Step 1: Simplify the Second Equation

\[ \frac{1}{a-b}-\frac{1}{a+b} = \frac{(a+b)-(a-b)}{a^2-b^2} = \frac{2b}{a^2-b^2} \]

\[ \frac{1}{b-a}-\frac{1}{b+a} = -\left(\frac{1}{a-b}+\frac{1}{a+b}\right) = -\frac{2a}{a^2-b^2} \]

Substituting:

\[ \frac{2ab}{a^2-b^2}x – \frac{2ac}{a^2-b^2}y = \frac{2a}{a+b} \]

Dividing by \(2a\) and multiplying by \((a^2-b^2)\):

\[ bx – cy = a – b \quad \text{(2)} \]

The first equation is:

\[ bx + cy = a + b \quad \text{(1)} \]

Step 2: Compare with Standard Form

\[ a_1x + b_1y = c_1,\quad a_2x + b_2y = c_2 \]

From (1) and (2):

\[ a_1 = b,\ b_1 = c,\ c_1 = a + b \]

\[ a_2 = b,\ b_2 = -c,\ c_2 = a – b \]

Step 3: Apply Cross-Multiplication Formula

\[ \frac{x}{(b_1c_2 – b_2c_1)} = \frac{y}{(a_2c_1 – a_1c_2)} = \frac{1}{(a_1b_2 – a_2b_1)} \]

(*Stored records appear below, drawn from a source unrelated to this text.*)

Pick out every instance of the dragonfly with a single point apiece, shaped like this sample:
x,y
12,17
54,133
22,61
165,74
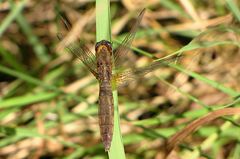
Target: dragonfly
x,y
101,65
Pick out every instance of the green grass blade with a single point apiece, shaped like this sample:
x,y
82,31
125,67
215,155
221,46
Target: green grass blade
x,y
104,33
103,20
14,13
26,99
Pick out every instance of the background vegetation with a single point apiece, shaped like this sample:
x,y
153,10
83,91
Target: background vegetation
x,y
48,99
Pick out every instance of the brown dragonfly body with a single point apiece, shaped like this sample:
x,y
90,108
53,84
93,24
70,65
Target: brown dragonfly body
x,y
101,65
106,109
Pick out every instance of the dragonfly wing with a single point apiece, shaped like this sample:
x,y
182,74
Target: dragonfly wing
x,y
123,48
123,78
85,55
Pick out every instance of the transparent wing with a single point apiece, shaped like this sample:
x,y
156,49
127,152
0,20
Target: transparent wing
x,y
123,78
85,55
120,54
79,49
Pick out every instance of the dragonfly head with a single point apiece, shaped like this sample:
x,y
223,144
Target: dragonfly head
x,y
103,45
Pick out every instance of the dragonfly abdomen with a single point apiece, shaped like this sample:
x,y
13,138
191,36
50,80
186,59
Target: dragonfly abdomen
x,y
106,114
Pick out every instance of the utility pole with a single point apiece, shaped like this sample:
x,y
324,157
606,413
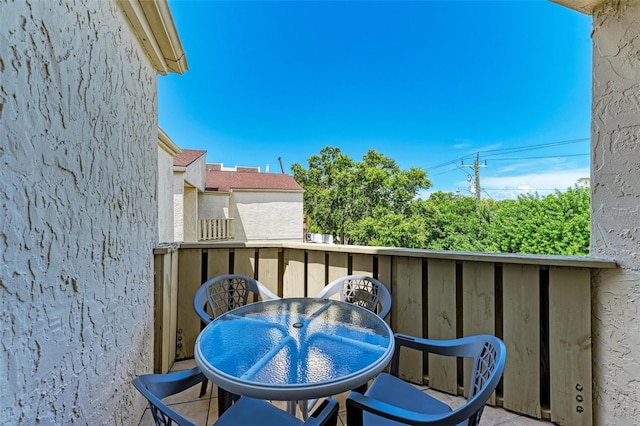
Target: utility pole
x,y
476,170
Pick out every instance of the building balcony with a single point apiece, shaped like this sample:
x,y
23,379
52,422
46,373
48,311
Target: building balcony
x,y
539,305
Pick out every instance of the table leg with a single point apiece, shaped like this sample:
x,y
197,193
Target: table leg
x,y
291,407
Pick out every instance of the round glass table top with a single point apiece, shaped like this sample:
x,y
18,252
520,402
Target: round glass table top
x,y
294,349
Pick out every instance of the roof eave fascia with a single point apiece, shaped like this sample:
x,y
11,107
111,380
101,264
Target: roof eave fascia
x,y
153,25
266,190
165,142
583,6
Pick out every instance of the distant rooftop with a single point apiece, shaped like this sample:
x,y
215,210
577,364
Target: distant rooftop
x,y
226,179
187,156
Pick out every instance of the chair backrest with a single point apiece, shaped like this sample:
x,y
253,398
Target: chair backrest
x,y
489,357
488,366
226,292
155,387
361,290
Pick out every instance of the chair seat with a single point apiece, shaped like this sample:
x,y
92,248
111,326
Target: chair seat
x,y
249,411
399,393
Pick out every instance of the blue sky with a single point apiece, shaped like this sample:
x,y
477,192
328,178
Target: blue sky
x,y
427,83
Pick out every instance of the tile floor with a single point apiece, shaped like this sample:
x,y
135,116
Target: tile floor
x,y
204,410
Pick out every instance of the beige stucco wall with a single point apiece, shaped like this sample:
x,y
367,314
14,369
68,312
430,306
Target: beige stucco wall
x,y
190,218
165,196
195,173
78,223
261,216
616,212
213,205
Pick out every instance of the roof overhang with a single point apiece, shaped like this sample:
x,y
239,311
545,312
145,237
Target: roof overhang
x,y
584,6
165,143
153,24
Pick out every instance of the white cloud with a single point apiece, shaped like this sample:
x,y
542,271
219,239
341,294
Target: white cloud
x,y
543,183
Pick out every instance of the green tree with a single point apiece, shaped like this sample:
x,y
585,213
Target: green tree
x,y
555,224
452,223
350,200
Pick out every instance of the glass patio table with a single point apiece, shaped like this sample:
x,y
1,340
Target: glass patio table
x,y
294,349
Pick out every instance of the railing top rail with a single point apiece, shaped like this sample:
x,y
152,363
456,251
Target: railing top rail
x,y
525,259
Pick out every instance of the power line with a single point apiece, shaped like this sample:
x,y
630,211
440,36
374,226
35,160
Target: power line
x,y
509,150
540,157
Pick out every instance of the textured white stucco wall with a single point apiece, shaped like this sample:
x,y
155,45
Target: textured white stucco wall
x,y
262,216
165,196
195,173
616,212
78,222
213,205
190,218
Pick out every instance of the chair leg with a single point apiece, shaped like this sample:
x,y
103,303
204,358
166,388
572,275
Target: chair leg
x,y
203,389
362,389
354,415
225,400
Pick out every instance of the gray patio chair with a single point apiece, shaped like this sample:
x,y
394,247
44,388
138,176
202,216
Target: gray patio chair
x,y
222,294
156,387
361,290
391,401
226,292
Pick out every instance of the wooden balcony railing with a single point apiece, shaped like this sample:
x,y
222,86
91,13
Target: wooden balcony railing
x,y
539,305
215,229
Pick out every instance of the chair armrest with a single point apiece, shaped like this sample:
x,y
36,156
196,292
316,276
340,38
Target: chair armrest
x,y
467,347
325,415
356,403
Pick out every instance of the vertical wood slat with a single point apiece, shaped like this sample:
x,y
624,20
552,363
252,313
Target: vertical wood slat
x,y
478,308
244,262
217,262
174,306
189,276
338,265
268,268
442,322
362,264
162,313
570,345
293,274
521,333
315,272
407,292
384,275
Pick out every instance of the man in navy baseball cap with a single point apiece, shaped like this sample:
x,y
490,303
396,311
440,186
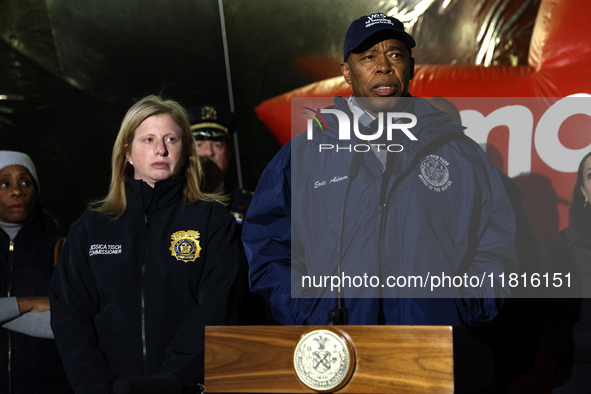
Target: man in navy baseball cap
x,y
377,60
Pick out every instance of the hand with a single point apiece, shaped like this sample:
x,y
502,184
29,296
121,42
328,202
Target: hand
x,y
33,304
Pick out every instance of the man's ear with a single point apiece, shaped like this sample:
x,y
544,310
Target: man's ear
x,y
127,153
345,70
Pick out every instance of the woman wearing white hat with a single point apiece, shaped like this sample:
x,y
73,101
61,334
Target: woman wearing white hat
x,y
29,361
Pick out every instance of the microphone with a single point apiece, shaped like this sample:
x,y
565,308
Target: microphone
x,y
149,385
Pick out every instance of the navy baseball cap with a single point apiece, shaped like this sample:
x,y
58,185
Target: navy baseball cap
x,y
209,123
368,25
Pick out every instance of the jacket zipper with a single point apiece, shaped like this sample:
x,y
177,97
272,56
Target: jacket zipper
x,y
143,295
11,258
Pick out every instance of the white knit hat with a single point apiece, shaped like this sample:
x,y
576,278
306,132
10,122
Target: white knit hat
x,y
11,158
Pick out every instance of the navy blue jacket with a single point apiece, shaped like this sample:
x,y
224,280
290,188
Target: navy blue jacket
x,y
122,302
462,225
34,365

Step 4: Substitute the Values

\[ \frac{x}{\big[c(a-b) – (-c)(a+b)\big]} = \frac{y}{\big[b(a+b) – b(a-b)\big]} = \frac{1}{\big[b(-c) – b(c)\big]} \]

\[ \frac{x}{2ac} = \frac{y}{2b^2} = \frac{1}{-2bc} \]

Step 5: Find the Values of x and y

\[ x = -\frac{a}{b} \]

\[ y = -\frac{b}{c} \]

Conclusion

The solution of the given system of equations is:

\[ x = -\frac{a}{b},\quad y = -\frac{b}{c} \]

\[ \therefore \quad \text{The solution is } \left(-\frac{a}{b},\; -\frac{b}{c}\right). \]